Di dalam sebuah cerita, idealnya tidak boleh ada opini, namun, seringkali pewarta menyelipkan saran melalui pandangan narasumbernya. Ini yang seringkali dimanfaatkan bagi mengarahkan pembaca untuk memiliki persepsi tertentu. Kita kudu lebih telaten mengenali jangka membaca cerita di perangkat cetak, on line, maupun TV, agar member tidak mudah terhasut per berita yang bukan benar.

Dan kemudian bagaimana merespon berita semoga kita bukan terhasut atau ikut menyebarluaskan berita yang tak benar?



1. Baca sekujur isi beritanya, jangan semuanya judul/headlinenya sekadar karena headline memang diciptakan sedemikian muka untuk menyerobot perhatian pembaca.

2. Lihat reputasi berita hari ini dan kredibilitas pereka dan prasarana tempat tuturan itu dimuat.

3. Menilik topik tuturan sejenis di beberapa media lain beserta sudut pandang yang eksentrik.

4. Klarifikasi ke orang-orang terdekat yang terpercaya & memiliki nas luas, punca, atau langsung ke penulis berita ini mengenai kebenarannya.

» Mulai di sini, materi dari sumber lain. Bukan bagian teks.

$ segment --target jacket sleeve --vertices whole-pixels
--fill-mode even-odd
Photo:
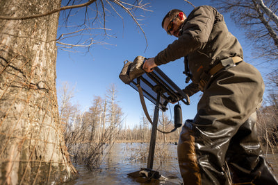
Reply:
[[[154,58],[155,63],[166,64],[202,49],[208,39],[215,14],[211,6],[195,8],[186,19],[181,35]]]
[[[189,84],[188,86],[186,87],[186,88],[183,89],[183,91],[188,95],[188,96],[193,96],[193,94],[197,93],[199,91],[199,85],[195,83]]]

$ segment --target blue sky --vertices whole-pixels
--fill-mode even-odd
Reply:
[[[208,1],[191,1],[196,6],[210,5]],[[161,28],[161,21],[165,15],[171,9],[178,8],[188,15],[193,7],[183,0],[149,1],[149,10],[152,12],[142,12],[144,15],[140,21],[146,34],[148,46],[142,33],[133,22],[129,15],[121,11],[124,23],[119,17],[108,16],[106,28],[111,28],[108,34],[113,37],[104,41],[110,45],[94,45],[90,53],[68,53],[58,50],[57,56],[57,85],[61,82],[68,82],[72,87],[76,86],[73,103],[78,103],[83,109],[92,105],[94,96],[104,97],[107,88],[114,84],[117,90],[117,103],[122,108],[126,124],[132,126],[138,124],[142,115],[139,95],[130,86],[124,84],[118,78],[125,60],[133,61],[138,55],[152,58],[172,43],[175,37],[167,35]],[[77,15],[78,16],[78,15]],[[230,32],[238,37],[243,46],[245,60],[252,58],[250,54],[250,46],[246,43],[243,30],[238,29],[231,21],[230,17],[224,14],[224,19]],[[82,20],[83,17],[72,17],[74,21]],[[62,33],[58,32],[58,36]],[[253,64],[256,66],[255,64]],[[186,76],[183,59],[161,65],[159,68],[166,73],[181,89],[186,87]],[[263,67],[259,69],[264,73]],[[197,103],[199,99],[197,94],[190,98],[190,105],[181,104],[183,120],[193,118],[197,110]],[[149,114],[152,115],[153,105],[146,101]],[[170,105],[172,113],[174,105]],[[170,115],[170,111],[167,111]],[[172,115],[173,116],[173,115]]]

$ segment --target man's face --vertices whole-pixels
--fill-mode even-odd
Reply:
[[[169,35],[179,37],[180,36],[179,30],[185,19],[183,14],[182,16],[179,16],[177,14],[172,18],[167,17],[164,20],[163,28]]]

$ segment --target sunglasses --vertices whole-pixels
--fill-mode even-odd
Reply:
[[[175,17],[173,17],[173,19],[172,19],[172,20],[170,21],[168,26],[167,26],[167,33],[170,35],[172,35],[171,34],[171,31],[173,30],[174,28],[174,20],[178,17],[179,15],[177,15]]]

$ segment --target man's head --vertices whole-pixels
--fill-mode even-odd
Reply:
[[[170,10],[162,21],[162,28],[170,35],[179,36],[179,30],[186,17],[184,12],[178,9]]]

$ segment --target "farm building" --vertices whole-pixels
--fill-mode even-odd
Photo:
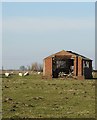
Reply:
[[[92,78],[92,60],[72,51],[62,50],[44,58],[43,76],[58,78],[60,72],[77,78]]]

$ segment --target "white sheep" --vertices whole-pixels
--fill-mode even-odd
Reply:
[[[19,73],[19,76],[21,76],[21,77],[22,77],[22,76],[23,76],[23,73]]]
[[[5,76],[8,77],[8,76],[10,76],[10,74],[9,74],[8,72],[6,72],[6,73],[5,73]]]
[[[24,73],[24,76],[27,76],[27,75],[29,75],[29,72],[25,72],[25,73]]]

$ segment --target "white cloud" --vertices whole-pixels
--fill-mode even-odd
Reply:
[[[60,30],[88,30],[95,28],[94,19],[65,19],[65,18],[27,18],[12,17],[3,20],[3,30],[10,32],[49,32]]]

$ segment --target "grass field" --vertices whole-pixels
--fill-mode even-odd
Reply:
[[[2,79],[3,118],[94,118],[95,80]]]

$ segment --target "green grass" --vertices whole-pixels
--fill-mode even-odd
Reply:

Tips menduga berita online:

1. Jika kamu membaca berita dalam media online: baca topik terkait dr berbagai sumber yang tidak sama.

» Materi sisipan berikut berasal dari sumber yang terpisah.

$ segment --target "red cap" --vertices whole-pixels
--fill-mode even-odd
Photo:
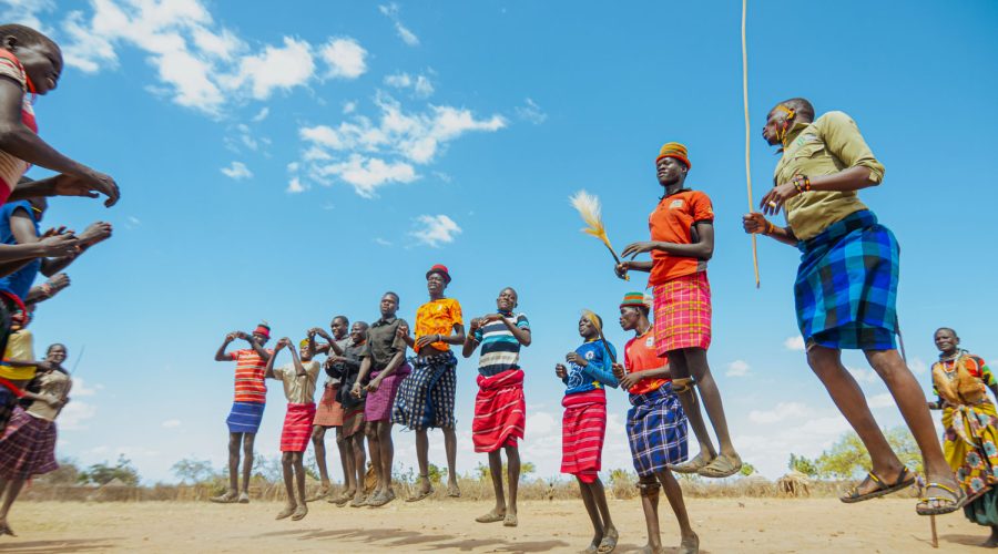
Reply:
[[[447,266],[444,264],[437,264],[430,268],[429,271],[426,273],[426,278],[429,279],[430,274],[440,274],[444,276],[444,280],[446,283],[450,283],[450,271],[447,270]]]

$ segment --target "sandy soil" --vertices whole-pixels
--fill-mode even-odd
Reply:
[[[664,500],[664,499],[663,499]],[[980,552],[987,530],[961,514],[937,517],[939,550],[929,544],[929,519],[913,500],[844,505],[816,500],[692,500],[701,552]],[[578,552],[590,540],[581,501],[533,501],[520,506],[520,526],[480,524],[487,502],[395,502],[380,510],[309,504],[299,522],[274,521],[277,503],[23,502],[11,511],[18,537],[0,537],[0,552]],[[663,502],[662,538],[679,536]],[[638,501],[611,501],[620,530],[618,552],[644,544]],[[669,552],[673,552],[670,550]]]

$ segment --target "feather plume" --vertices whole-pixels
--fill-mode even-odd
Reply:
[[[603,226],[600,199],[585,191],[579,191],[569,201],[579,212],[579,215],[582,216],[585,225],[588,225],[588,227],[582,229],[582,233],[599,238],[607,245],[607,248],[613,250],[613,247],[610,246],[610,239],[607,237],[607,228]]]

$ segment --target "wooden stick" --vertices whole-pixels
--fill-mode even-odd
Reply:
[[[939,535],[936,534],[936,515],[929,515],[929,520],[933,524],[933,548],[939,547]]]
[[[742,100],[745,104],[745,179],[748,185],[748,212],[755,212],[752,197],[752,163],[750,162],[748,143],[748,49],[745,47],[745,13],[748,10],[748,0],[742,0]],[[755,288],[758,288],[758,246],[755,233],[752,234],[752,267],[755,269]]]

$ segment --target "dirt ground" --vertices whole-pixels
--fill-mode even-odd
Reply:
[[[307,517],[292,522],[274,521],[281,505],[269,502],[22,502],[10,515],[19,536],[0,537],[0,552],[578,552],[591,536],[581,501],[523,502],[516,529],[476,523],[487,502],[309,506]],[[669,505],[661,507],[662,540],[674,548],[678,529]],[[856,505],[835,499],[693,499],[689,507],[704,553],[979,552],[975,545],[988,534],[959,513],[939,516],[934,550],[929,519],[915,515],[910,499]],[[610,501],[610,511],[621,535],[617,552],[643,545],[639,502]]]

2. Kalau kamu mengucapkan tulisan pada facebook, twitter, path, wordpress, blogspot, / media pribadi lainnya: tanpa percaya 100% ya, telisik lebih rumpang dengan memandang apakah tulisan tersebut mencantumkan sumber beritanya, siapa yang menulis/memublikasikan, & kemudian melihat lagi ke sumber beritanya.

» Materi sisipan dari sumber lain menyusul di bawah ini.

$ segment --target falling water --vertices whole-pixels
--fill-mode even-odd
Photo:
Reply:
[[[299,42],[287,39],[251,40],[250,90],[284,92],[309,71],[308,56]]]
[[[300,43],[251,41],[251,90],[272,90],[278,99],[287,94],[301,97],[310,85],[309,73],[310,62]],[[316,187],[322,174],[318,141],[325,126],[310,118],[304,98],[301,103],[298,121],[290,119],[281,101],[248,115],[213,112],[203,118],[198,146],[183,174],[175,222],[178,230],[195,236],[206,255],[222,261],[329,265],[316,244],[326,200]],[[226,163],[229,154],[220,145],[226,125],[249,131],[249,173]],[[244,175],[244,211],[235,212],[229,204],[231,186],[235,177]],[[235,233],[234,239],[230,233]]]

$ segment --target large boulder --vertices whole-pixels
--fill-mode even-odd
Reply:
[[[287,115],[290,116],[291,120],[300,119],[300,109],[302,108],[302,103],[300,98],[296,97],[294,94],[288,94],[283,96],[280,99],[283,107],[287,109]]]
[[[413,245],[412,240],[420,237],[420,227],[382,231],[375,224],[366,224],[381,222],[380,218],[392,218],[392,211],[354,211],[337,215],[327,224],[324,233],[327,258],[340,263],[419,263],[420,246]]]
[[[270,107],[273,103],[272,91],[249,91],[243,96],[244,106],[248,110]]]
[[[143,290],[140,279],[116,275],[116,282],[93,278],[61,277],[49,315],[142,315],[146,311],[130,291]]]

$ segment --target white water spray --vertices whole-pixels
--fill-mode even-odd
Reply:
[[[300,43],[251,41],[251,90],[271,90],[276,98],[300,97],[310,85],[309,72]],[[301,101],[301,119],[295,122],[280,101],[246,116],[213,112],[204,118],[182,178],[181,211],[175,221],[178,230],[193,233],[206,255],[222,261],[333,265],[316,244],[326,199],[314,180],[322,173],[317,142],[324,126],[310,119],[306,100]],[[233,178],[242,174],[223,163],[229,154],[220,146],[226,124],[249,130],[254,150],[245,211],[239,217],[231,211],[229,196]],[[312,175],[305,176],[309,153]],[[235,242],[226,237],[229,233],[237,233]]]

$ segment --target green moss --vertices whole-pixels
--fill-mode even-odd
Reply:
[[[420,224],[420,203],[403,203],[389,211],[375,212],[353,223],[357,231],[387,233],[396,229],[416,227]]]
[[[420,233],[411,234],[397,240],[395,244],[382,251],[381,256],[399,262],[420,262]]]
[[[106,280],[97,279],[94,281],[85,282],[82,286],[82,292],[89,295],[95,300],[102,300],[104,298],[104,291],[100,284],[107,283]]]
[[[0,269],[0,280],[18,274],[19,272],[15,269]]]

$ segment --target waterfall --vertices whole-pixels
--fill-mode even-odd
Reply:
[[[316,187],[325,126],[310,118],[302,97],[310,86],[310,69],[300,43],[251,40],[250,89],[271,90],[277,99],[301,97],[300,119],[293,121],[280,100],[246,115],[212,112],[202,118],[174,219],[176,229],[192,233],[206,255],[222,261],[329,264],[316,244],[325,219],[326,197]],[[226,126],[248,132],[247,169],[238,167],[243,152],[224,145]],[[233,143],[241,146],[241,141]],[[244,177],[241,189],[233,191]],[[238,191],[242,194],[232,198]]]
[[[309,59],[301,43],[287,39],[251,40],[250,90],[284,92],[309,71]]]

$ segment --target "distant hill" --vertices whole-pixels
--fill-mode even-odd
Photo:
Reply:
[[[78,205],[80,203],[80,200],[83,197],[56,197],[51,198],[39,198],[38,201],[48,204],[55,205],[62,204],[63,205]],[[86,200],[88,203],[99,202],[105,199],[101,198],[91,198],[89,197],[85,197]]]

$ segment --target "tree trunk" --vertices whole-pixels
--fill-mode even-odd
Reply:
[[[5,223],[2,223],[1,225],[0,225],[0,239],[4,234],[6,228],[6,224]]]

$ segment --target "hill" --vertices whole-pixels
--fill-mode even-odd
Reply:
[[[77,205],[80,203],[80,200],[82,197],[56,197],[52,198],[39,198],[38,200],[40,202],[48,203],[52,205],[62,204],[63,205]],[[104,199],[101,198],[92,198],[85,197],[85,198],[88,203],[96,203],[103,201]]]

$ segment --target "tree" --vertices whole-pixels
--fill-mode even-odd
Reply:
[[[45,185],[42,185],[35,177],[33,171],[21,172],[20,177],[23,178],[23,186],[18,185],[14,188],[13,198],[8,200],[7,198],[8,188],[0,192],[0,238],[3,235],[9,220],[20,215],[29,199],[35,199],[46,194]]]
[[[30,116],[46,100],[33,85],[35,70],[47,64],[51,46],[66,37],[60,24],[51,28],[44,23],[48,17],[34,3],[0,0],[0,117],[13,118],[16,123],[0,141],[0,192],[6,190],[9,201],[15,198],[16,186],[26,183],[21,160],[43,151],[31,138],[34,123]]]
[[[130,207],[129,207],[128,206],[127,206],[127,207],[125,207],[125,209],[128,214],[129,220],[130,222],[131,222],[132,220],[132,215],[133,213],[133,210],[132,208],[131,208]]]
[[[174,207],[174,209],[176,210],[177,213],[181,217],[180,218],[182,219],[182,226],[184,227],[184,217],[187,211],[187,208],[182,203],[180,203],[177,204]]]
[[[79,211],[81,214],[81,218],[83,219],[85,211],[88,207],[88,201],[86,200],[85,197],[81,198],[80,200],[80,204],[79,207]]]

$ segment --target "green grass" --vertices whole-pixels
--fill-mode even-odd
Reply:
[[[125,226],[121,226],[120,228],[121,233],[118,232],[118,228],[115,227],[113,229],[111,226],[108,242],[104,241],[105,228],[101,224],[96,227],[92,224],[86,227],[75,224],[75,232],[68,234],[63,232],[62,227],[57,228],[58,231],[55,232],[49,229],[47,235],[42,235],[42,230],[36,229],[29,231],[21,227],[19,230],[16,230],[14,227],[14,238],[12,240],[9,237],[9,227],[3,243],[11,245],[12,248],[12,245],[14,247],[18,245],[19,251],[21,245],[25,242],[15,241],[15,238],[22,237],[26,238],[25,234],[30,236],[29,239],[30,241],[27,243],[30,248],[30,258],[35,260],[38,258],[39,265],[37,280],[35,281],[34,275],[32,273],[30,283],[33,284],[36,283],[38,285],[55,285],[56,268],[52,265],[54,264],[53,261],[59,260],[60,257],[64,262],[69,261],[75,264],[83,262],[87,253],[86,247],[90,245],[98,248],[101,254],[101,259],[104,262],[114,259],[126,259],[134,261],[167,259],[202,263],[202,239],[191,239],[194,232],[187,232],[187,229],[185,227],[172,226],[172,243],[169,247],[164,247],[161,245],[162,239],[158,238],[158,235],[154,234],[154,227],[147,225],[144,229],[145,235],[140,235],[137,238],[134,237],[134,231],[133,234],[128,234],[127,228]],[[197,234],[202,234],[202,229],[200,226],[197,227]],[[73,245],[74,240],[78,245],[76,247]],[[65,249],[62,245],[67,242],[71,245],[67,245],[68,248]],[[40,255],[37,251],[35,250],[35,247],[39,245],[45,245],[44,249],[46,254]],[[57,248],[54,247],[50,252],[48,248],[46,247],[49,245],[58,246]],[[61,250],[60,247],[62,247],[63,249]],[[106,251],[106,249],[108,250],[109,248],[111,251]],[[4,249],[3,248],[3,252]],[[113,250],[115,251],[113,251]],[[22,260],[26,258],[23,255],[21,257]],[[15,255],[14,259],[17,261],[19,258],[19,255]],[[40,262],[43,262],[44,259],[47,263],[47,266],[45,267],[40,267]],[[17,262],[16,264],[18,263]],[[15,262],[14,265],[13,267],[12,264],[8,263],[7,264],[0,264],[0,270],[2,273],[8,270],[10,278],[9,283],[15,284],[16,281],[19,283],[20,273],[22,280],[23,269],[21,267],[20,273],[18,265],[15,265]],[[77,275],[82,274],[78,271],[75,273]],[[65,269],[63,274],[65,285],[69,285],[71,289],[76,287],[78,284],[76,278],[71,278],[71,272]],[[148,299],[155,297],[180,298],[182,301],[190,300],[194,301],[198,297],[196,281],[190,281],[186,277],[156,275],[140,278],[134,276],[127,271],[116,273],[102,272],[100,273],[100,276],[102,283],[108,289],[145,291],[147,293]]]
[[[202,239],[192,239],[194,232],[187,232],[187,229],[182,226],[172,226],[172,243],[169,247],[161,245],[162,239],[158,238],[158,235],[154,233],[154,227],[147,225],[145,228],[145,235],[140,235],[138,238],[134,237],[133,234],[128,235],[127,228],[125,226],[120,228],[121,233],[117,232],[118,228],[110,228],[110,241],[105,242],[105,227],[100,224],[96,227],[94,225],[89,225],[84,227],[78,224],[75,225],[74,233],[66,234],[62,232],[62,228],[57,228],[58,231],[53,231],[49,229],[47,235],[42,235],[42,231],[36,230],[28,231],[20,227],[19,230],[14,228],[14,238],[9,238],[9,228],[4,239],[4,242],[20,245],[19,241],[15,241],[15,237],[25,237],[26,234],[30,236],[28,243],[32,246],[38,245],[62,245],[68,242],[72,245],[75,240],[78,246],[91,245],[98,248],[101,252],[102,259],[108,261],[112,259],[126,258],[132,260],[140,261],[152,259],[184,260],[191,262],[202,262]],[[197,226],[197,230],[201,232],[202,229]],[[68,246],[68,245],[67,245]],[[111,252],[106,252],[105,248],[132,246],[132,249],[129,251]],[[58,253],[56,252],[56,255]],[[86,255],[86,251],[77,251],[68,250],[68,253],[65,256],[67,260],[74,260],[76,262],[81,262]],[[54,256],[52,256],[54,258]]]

3. Lamun kamu mengucapkan kultwit atau twit yang mencantumkan link berita: kontrol apakah akunnya anonim, apakah avatarnya telur, apakah followernya hanya segelintir dan telur juga, kalau iya…kemungkinan besar kultwit serta link berita tersebut gak bisa dipertanggungjawabkan kebenarannya.

Yuk, jadi pembaca berita yang kritis agar bisa menjadi sumber kisah yang bisa dipercaya untuk orang-orang sekitar aku.